The 370 Keykos specifies two kinds of banks, prompt and non-prompt. Only prompt banks were implemented. Non-prompt banks were not entirely specified. An order for space on a prompt bank always responds quickly to grant the space or say “no space available”, whereas a non-prompt bank might indefinitely delay the response as it consults user provided space policy agents who might make more space available. When you pass a bank to some sort of creator, requesting some new complex object, and that creator is shared with others, the creator should verify that the bank is prompt before invoking it. If it fails to do so then the shared creator may become unavailable to others as the bank stalls indefinitely upon a request for space.

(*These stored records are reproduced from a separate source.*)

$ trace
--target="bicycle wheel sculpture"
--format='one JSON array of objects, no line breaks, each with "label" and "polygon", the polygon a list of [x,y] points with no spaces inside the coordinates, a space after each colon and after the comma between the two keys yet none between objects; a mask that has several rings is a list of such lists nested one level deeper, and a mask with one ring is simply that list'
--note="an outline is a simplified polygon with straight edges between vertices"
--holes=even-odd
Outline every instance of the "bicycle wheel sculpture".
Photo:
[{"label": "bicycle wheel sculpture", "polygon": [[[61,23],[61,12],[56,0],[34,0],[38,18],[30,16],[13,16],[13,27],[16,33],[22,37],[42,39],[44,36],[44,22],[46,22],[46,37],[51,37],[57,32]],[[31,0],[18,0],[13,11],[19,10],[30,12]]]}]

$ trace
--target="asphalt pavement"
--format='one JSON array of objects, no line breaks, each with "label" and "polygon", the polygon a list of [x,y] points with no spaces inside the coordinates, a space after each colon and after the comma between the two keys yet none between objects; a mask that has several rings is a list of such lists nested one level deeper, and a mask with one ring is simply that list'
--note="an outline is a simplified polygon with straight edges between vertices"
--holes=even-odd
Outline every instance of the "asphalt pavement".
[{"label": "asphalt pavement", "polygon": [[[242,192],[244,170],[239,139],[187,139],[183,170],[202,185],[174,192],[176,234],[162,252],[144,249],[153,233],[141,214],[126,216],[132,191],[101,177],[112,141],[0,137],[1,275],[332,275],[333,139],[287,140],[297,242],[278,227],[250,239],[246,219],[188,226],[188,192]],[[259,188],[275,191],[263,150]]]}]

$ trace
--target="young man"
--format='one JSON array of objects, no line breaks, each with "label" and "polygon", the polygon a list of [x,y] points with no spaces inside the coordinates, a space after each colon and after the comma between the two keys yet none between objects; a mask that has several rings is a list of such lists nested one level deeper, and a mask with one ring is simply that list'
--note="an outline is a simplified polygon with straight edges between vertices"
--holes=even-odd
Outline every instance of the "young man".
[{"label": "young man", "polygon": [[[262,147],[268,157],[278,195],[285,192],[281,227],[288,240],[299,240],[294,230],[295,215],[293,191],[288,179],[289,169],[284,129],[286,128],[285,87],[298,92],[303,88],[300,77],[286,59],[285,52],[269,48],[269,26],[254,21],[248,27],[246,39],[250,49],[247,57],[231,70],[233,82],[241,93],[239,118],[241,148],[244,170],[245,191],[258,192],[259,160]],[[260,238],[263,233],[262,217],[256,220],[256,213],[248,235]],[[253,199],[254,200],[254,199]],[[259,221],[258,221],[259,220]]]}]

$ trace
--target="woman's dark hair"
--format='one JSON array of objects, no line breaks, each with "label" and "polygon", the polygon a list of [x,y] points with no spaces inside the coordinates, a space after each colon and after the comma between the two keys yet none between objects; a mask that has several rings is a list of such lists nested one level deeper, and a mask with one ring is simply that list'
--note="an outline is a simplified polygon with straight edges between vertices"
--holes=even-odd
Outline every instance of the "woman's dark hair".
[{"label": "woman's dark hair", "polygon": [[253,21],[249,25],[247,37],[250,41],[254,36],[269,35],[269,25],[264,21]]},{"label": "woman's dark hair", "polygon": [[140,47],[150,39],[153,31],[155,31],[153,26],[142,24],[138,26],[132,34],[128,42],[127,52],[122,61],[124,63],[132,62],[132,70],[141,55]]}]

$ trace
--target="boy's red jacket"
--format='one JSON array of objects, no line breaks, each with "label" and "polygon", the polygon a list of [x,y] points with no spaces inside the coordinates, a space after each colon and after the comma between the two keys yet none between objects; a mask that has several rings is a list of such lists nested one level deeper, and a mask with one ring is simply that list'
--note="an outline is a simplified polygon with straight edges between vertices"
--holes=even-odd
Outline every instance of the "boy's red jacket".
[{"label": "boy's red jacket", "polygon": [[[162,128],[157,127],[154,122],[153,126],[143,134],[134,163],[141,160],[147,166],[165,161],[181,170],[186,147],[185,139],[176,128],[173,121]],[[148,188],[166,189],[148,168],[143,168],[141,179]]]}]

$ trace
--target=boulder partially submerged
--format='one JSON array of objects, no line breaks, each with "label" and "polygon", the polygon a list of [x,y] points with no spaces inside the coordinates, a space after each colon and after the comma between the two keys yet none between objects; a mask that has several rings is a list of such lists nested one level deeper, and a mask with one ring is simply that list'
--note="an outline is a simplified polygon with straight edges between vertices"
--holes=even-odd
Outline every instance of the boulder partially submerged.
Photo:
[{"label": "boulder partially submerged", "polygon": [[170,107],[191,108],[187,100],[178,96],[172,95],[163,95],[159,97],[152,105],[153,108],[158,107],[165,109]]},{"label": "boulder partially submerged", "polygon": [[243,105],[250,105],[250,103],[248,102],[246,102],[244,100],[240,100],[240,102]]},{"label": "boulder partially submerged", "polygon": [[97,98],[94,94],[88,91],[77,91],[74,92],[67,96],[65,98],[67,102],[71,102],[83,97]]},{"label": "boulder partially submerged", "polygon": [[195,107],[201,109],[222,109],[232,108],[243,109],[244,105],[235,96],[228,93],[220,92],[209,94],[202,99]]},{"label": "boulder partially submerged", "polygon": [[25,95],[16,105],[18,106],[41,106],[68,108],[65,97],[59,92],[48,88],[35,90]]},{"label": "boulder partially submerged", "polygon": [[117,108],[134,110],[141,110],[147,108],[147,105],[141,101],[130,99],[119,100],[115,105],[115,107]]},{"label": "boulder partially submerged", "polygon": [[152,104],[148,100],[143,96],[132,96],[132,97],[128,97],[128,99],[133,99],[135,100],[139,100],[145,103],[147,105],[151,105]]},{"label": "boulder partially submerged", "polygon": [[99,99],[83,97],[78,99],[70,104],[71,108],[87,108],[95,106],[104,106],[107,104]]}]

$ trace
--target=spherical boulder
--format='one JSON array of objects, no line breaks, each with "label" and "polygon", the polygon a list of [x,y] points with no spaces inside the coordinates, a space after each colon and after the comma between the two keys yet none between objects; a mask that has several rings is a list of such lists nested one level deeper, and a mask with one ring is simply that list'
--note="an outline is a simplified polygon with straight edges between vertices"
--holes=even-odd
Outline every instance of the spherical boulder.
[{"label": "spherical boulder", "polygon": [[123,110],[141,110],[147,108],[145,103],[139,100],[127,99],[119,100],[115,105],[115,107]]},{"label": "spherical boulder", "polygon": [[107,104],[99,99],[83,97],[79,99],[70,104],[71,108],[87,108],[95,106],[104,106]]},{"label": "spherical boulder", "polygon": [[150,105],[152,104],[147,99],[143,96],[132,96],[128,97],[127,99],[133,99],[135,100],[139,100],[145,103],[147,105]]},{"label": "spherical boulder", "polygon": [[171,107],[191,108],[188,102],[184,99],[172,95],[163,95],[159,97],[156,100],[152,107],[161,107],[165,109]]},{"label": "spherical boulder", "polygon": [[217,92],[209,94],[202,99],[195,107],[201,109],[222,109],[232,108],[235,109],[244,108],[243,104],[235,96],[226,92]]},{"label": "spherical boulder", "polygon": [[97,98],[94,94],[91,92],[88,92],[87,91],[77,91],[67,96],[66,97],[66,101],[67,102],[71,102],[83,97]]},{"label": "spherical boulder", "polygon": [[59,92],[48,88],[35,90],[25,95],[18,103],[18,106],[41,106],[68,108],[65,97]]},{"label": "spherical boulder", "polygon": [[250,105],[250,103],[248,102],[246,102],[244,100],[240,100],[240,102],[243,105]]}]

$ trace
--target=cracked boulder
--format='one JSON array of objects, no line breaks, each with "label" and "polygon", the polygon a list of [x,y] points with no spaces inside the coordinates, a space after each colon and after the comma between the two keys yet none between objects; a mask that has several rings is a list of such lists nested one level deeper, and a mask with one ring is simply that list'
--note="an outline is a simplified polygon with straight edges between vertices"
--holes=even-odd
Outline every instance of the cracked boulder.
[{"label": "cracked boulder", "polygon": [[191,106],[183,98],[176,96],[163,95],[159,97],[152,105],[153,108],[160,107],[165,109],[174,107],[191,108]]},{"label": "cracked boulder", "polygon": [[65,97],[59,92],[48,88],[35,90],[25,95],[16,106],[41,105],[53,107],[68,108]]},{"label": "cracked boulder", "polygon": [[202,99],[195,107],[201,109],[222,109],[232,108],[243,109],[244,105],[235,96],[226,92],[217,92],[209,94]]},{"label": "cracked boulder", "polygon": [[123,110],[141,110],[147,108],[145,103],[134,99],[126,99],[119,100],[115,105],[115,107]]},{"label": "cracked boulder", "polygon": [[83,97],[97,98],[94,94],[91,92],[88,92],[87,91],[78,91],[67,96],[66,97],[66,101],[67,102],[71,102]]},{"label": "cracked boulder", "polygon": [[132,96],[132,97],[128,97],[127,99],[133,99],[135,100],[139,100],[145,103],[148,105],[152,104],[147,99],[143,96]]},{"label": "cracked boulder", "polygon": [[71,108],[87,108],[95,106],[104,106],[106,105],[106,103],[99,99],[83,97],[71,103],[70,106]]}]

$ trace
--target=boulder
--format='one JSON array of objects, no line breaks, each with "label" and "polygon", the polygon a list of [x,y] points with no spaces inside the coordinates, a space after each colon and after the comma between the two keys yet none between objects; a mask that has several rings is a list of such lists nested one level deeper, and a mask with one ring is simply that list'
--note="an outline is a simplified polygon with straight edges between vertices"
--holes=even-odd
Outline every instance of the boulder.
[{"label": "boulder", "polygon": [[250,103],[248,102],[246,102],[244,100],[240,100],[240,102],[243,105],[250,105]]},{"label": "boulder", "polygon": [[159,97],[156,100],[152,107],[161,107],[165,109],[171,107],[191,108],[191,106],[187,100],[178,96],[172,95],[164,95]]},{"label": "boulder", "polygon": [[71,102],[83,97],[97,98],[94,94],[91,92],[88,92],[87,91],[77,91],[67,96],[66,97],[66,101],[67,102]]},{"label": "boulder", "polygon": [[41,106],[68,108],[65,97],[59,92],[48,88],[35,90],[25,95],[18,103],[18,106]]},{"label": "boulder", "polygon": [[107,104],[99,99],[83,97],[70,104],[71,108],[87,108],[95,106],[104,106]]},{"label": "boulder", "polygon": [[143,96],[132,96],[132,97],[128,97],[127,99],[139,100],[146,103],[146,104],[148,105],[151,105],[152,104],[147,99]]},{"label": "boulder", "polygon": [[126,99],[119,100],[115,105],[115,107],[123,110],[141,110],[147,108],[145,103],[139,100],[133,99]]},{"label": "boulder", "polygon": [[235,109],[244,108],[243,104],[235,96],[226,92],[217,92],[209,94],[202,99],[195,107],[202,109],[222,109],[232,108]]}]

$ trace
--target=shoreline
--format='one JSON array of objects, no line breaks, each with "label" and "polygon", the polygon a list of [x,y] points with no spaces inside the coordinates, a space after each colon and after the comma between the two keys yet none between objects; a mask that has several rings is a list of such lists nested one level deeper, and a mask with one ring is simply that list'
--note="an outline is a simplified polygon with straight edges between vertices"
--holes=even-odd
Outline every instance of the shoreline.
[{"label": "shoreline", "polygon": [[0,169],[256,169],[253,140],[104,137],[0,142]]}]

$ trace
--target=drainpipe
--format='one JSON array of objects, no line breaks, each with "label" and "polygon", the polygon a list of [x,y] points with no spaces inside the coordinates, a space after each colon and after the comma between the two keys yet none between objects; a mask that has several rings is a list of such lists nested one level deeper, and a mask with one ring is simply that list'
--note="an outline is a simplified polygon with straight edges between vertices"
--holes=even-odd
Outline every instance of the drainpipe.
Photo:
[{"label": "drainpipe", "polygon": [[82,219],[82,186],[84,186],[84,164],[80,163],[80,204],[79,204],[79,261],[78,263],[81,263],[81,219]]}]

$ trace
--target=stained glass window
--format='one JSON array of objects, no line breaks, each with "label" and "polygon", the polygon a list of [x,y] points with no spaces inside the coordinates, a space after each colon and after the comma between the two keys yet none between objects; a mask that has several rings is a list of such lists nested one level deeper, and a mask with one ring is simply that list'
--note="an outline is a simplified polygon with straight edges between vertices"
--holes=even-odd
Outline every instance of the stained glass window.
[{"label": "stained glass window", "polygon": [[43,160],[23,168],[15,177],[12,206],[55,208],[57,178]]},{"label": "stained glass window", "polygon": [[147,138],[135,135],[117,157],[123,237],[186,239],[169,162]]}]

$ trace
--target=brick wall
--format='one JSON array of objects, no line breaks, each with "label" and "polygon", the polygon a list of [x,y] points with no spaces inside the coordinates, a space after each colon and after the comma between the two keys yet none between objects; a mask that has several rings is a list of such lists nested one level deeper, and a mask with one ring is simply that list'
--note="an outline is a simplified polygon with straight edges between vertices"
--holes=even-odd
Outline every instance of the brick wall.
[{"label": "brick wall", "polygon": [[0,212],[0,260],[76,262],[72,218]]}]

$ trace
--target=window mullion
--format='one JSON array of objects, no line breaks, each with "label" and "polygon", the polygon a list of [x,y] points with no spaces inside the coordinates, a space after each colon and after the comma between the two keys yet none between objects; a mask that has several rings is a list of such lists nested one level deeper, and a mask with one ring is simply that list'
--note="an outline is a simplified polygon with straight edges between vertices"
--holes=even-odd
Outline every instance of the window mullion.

Programs needing to build objects that might require substantial space, would hold both a prompt and a non-prompt bank. The prompt bank would be for a dearer inelastic supply of space and the non-prompt bank would supply the bulk of the space, an amount of space to be determined, perhaps, as the computation proceeds. Invocations of a factory would pass both and the factory proper would invoke only the prompt bank. Both banks would be passed to the factory yield. This plan requires two kinds of space planning, one for each kind of bank.

Call sites for non-prompt banks would not need logic to contend with denials. Algorithms without plans for coping, would run in domains what would be merely deleted upon exhaustion; perhaps to try a more space efficient algorithm.

Keykos banks report on the limits available on the observation that this information could already be had by ordering storage until such orders were rejected. This reason does not apply to non-prompt banks for which there may be no limit calculable.

The Problem with the Original Plan

The banks supply a covert channel. There is also the pain of the extra planning required by two sets of space.